PLOT SUMMARY


Mia had lived through a long and difficult century. She had witnessed massive global plagues, and consequent convulsive advancements in medicine. She'd been a deeply interested witness as vast new crypts and buttresses and towers were added to the ancent House of Pain. She had professionally studied the demographics of the deaths of millions of lab animals and billions of human beings, and she had examined the variant outcomes of hundreds of life-extension techniques. She'd helped to rank their many hideous failures, and their few but very real successes. She had meticulously judged advances in medical sciece as a ratio of capital investment. She had made policy recommendations to various specific organs of the global medical-industrial complex. She had never gotten over her primal dread of pain and death, but she no longer allowed mere dread to affect her behavior much. [page 8]
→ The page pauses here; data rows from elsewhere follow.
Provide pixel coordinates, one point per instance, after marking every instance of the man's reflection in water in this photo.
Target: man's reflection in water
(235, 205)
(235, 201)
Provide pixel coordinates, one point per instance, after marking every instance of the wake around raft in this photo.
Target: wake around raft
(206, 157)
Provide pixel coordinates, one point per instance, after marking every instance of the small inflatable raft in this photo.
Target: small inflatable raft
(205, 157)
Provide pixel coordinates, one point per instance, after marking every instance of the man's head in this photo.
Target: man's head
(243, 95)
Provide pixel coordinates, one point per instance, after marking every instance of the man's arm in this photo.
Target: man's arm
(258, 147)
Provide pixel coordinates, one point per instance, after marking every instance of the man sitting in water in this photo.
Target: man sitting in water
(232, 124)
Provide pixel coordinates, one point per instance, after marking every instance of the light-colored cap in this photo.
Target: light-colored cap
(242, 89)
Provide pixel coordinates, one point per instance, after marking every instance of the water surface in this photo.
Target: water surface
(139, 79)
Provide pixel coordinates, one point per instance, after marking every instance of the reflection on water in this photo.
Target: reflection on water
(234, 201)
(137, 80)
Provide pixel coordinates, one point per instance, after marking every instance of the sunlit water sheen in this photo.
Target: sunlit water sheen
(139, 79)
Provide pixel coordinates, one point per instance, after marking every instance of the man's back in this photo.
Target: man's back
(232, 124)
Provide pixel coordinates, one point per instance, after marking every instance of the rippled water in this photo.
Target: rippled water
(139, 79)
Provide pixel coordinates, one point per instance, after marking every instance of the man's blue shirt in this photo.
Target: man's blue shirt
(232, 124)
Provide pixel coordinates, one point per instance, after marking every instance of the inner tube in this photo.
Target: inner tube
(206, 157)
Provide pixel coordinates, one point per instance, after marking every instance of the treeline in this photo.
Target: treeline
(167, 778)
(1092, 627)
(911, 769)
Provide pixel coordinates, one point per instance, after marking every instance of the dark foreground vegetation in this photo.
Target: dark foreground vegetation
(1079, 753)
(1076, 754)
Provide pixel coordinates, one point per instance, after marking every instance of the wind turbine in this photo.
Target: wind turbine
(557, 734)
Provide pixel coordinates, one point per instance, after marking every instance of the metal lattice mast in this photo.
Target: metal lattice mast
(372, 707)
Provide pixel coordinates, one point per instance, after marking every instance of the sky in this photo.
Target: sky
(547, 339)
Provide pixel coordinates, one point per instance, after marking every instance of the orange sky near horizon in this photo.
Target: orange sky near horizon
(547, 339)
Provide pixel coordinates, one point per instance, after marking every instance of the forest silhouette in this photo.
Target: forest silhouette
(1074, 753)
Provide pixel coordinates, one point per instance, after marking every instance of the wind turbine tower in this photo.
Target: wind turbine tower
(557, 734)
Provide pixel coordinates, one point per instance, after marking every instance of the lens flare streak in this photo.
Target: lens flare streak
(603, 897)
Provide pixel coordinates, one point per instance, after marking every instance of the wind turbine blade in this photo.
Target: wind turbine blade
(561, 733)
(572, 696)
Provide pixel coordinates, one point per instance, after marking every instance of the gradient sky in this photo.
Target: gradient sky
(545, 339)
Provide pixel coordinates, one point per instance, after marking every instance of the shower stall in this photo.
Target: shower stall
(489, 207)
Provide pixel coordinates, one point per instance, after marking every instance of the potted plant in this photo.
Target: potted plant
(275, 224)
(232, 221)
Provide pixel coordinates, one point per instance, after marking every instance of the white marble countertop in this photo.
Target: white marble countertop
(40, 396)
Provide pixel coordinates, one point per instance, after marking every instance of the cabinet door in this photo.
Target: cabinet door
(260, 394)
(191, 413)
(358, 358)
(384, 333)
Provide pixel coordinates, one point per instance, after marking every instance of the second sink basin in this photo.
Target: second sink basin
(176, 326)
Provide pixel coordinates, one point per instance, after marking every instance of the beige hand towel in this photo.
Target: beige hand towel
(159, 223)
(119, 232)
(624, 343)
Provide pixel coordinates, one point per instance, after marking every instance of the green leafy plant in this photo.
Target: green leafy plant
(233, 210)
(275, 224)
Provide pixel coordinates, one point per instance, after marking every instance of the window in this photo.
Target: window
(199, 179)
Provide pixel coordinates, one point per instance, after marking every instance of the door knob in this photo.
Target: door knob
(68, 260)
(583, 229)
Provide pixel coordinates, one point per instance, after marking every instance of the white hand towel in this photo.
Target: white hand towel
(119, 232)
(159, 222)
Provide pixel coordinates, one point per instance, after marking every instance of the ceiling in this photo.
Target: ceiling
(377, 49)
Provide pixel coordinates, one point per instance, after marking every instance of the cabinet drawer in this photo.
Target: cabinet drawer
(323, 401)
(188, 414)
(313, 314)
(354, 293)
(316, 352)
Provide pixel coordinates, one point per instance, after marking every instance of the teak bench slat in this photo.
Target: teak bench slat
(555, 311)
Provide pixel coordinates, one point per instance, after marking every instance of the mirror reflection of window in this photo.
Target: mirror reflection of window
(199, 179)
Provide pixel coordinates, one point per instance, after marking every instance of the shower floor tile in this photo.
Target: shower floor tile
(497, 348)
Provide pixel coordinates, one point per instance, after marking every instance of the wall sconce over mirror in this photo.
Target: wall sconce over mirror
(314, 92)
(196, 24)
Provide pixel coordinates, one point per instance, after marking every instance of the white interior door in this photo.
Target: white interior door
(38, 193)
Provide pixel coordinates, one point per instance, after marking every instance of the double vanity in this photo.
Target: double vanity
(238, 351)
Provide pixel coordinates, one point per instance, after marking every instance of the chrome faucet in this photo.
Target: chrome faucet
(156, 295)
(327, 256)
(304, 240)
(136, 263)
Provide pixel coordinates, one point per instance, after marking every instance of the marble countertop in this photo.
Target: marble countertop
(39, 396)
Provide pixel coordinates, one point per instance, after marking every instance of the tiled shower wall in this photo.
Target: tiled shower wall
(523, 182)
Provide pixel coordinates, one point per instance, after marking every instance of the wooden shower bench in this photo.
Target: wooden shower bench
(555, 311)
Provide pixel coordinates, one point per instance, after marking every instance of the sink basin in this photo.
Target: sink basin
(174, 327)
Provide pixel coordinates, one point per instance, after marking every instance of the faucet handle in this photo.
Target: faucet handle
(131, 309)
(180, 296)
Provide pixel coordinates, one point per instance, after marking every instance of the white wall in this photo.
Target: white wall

There's something nasty happening when there's so much justice in the world...They won't outlaw alcohol, they won't even oulaw narcotics, but when you go in for a checkup they take your blood and hair and DNA, and they map every trace of every little thing you've done to yourself. It all goes right into your medical records and gets splashed all over the net. If you live like a little tin saint, then they'll bend heaven and earth for you. ...The global polity, it's like a government run by your grandmother. A wise and kindly little old lady with a plateful of cookies and a headsman's ax. [pages 13-14]

Holy Fire follows the life of Mia, a 94 year old woman in the age of posthumanism. This is a buzzword Sterling uses to describe the heavily augmented elder class, whose life expectancy has risen through a century of biological research. The resulting world community aims to keep this older class alive, and indeed it is this age group which possesses most of the world's wealth (just think: competant investing can do wonders over a 90 year period). The healthy are thus encouraged by improved health care and new medical upgrades. The downside is that this leads to a fairly stale existence. Life for the protagonist Mia is hardly exciting until she springs for a new and radical life enhancement procedure, which in effect alters her memory (new gray matter is introduced, causing somewhat of a split personality) and leaves her with the body of a twenty-year-old. And so she leaves San Francisco for some whacky adventures in Europe, with a new identity and a new mindset, a new take on life. This novel could perhaps be labeled as a satire. It has talking dogs.